Dengan kata lain, penggunaan dasar hukum Pasal 16B UU PPN, Pasal 9 ayat (6) UU PPN, PP 46/2003, dan KMK 575/2000 tidak relevan digunakan dalam proses penyelesaian sengketa. Berdasarkan pada pertimbangan di atas, Pemohon PK menyatakan koreksi yang dilakukan Termohon PK tidak beralasan sehingga harus dibatalkan.
Sebaliknya, Termohon PK tidak setuju dengan pernyataan Pemohon PK. Dalam hal ini, Termohon PK menyatakan bahwa pajak masukan yang timbul atas transaksi yang dilakukan Pemohon PK tidak dapat dikreditkan. Dengan demikian, koreksi yang dilakukan Termohon PK sudah benar dan dapat dipertahankan.
MAHKAMAH Agung berpendapat alasan-alasan permohonan PK dapat dibenarkan. Putusan Pengadilan Pajak yang menyatakan menolak permohonan banding tidak benar. Terdapat dua pertimbangan hukum Mahkamah Agung sebagai berikut.
Pertama, koreksi atas pajak masukan senilai Rp369.513.547 yang dipertahankan oleh Majelis Hakim Pengadilan Pajak tidak dapat dibenarkan. Sebab, setelah meneliti dan menguji kembali dalil-dalil yang diajukan oleh para pihak, pendapat Pemohon PK dapat menggugurkan fakta-fakta dan melemahkan bukti-bukti yang terungkap dalam persidangan serta pertimbangan hukum Majelis Hakim Pengadilan Pajak.

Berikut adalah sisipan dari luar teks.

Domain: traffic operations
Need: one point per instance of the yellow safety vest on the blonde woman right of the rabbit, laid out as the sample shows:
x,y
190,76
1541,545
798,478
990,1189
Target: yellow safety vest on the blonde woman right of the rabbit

Kedua, dalam perkara ini, Pemohon PK telah memberikan bukti-bukti yang cukup dalam persidangan untuk mempertahankan pendapatnya. Pemohon PK terbukti sebagai perusahaan terintegrasi yang memiliki kegiatan usaha terkait perkebunan tebu dan pabrik gula.
Selanjutnya, Mahkamah Agung juga menyatakan transaksi yang dilakukan Pemohon PK dapat dikreditkan. Oleh karenanya, koreksi yang dilakukan Termohon PK tidak dapat dipertahankan karena tidak sesuai dengan peraturan perundang-undangan yang berlaku.
Berdasarkan pada pertimbangan di atas, permohonan PK yang diajukan oleh Pemohon PK beralasan sehingga dapat dikabulkan. Dengan begitu, Termohon PK dinyatakan sebagai pihak yang kalah dan dihukum untuk membayar biaya perkara.